Anti-Piracy Experts Unite in Disagreement
After we first reported on IKnowWhatYouDownload in December 2016, anti-piracy companies started reporting the site to Google, claiming it infringed their clients’ rights.
DMCA notices spiked in February 2017 and a handful of months later began to level off. In late 2019, complaints to Google started to rise again and in January 2021, they suddenly took off once more.
At the time of writing, more than 9,472 individual complaints targeting in excess of 18,800 URLs have been submitted to Google, alleging copyright violations that simply did not happen.
Making matters worse, close to 50% of all complaints filed with Google contain URLs that weren’t even present in Google’s indexes when the takedown notices were sent. The search engine usually indexes all pages quickly but in this case the URLs couldn’t be indexed because they never existed in the first place.
The anti-piracy companies may have attempted to predict where infringing links would appear in the future, fabricated the URLs, and sent them to Google in advance, hoping that Google would bin them before they appeared in search results. That can work against pirate sites, but this is not a pirate site – it’s a database of piracy activity.
Other things make the continuous targeting of IKnowWhatYouDownload even more baffling.
Demo Project to Showcase Data Availability
While the service is a fully functioning BitTorrent data portal in its own right, it’s actually a live demo of what can be achieved using data collected by tech outfit PeerTrace.

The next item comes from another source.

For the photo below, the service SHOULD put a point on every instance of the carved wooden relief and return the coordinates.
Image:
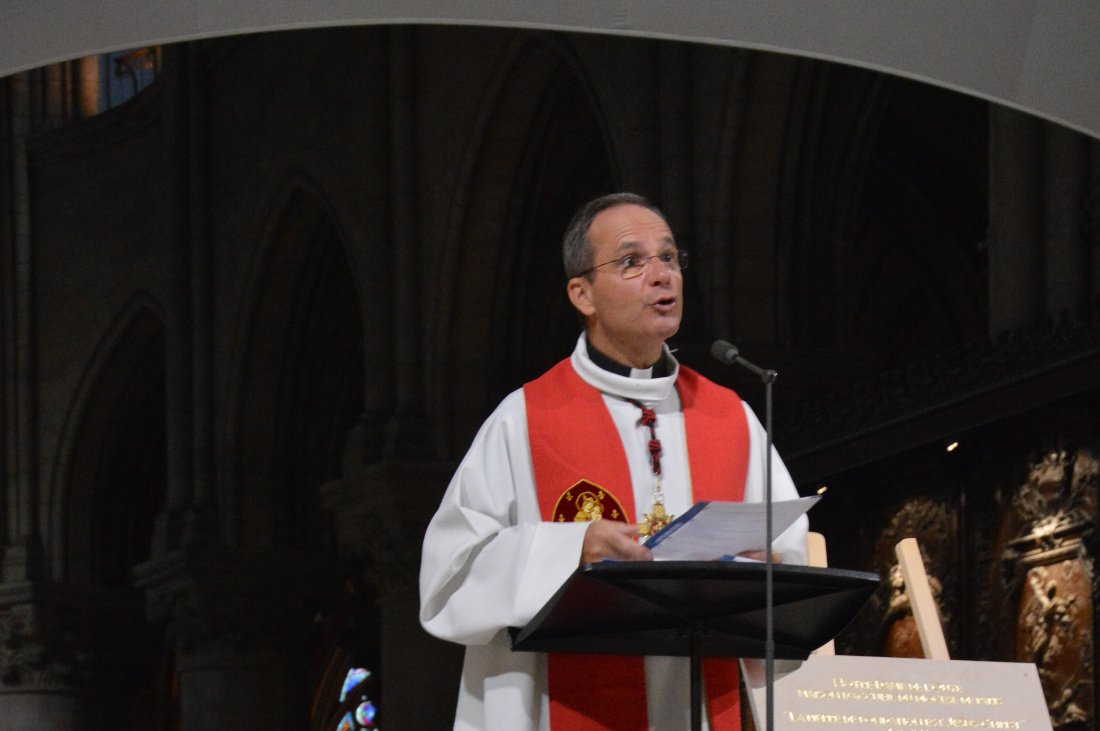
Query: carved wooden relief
(928, 521)
(1052, 579)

Due to the way data is collected, it is not suitable for prosecuting BitTorrent users but if copyright holders want to access the available data, they can.
PeerTrace data is also available to law enforcement agencies and, as we already know, is useful for people generally interested in how content is spread using BitTorrent, by whom, and where.

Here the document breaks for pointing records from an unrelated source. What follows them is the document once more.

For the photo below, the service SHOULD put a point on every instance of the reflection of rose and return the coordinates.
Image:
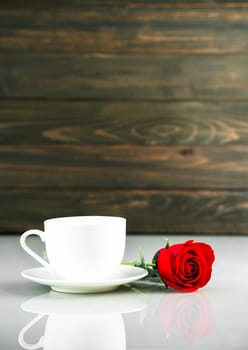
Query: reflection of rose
(188, 315)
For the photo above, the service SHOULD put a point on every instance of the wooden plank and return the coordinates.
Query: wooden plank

It’s the type of data that could prove useful to anti-piracy and entertainment companies but beyond that, it also drives legitimate consumption. Every page on the site referencing data for a specific movie carries links to legal streaming portal Kinopoisk.
Checking For Actual Infringement?
As things stand, there’s no sign that the copyright complaints will end anytime soon. French anti-piracy group ALPA, anime company Toei, Disney, Sky, Canal+, Columbia, Irdeto, Fox, Lionsgate, Sony, and Netflix have all filed infringement complaints – and that’s just a tiny sample of the 42-page list of rightsholders published by Google.

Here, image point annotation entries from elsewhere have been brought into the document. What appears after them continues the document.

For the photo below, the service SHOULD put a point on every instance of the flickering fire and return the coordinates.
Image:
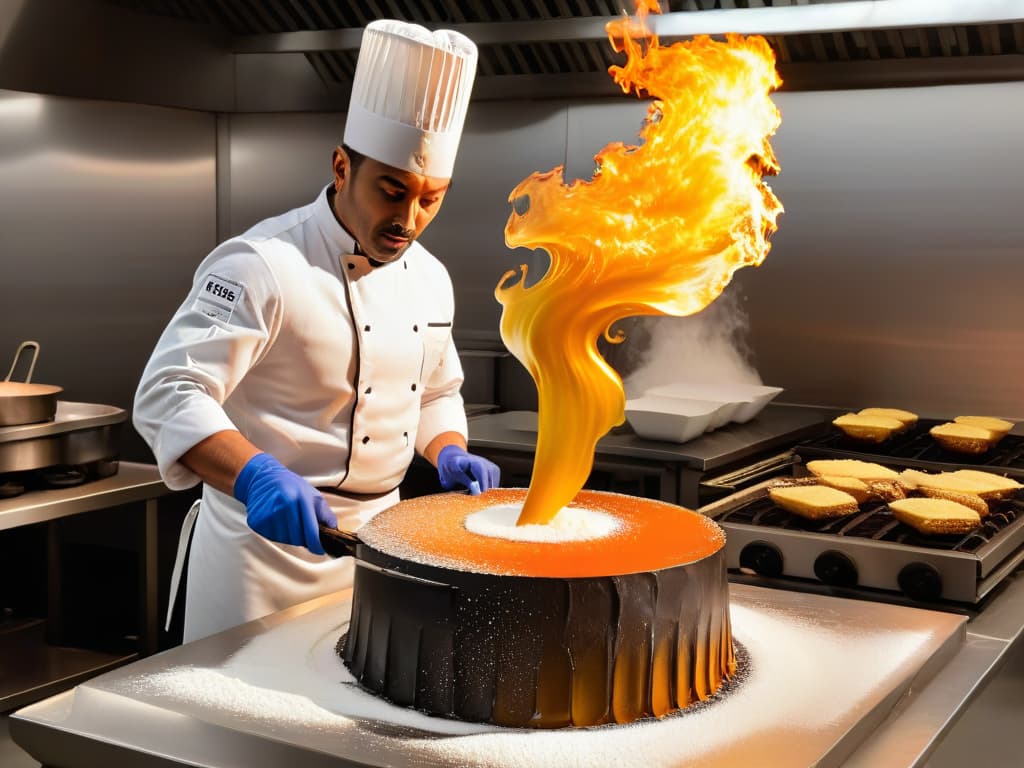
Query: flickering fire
(659, 229)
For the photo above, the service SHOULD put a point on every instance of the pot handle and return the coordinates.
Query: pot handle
(338, 543)
(17, 355)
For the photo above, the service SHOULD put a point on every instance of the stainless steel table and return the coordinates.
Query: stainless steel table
(510, 437)
(830, 682)
(46, 669)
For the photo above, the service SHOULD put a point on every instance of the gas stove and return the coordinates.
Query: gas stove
(870, 554)
(869, 551)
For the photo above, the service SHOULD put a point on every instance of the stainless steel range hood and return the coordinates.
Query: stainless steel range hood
(554, 48)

IKnowWhatYouDownload owner Andrey Rogov believes that the companies scan for filenames matching their content and consider that’s good enough to file a complaint.
“I think that a lot of companies (copyright holders) implement automatic systems that search pages with torrents with their content (movie, series and other),” Rogov says.
“Usually, they write to us with automatic email and we answer that we don’t distribute content. But probably some just write reports to Google and that’s it. We don’t like it, of course, but I think we can do nothing with it.”
One thing we considered early on is that copyright holders might not be scanning for filenames on their own but also BitTorrent hash values. In itself, publishing hashes is not an infringement of copyright but if a filename referencing pirated content appears on the same page as an ‘infringing’ hash value, it’s more likely to be a pirate site than not.
Unfortunately, that doesn’t provide a credible explanation either. Rather than displaying the hash values of potentially infringing content, the hash values shown on Rogov’s site (including in URLs) are internally generated and definitely not BitTorrent hashes.
Since Google is required to remove content following complaints, around 46% of the URLs submitted in DMCA notices so far have indeed been removed from Google. That raises the question of when IKnowWhatYouDownload’s search ranking will suffer after being incorrectly labeled a pirate site.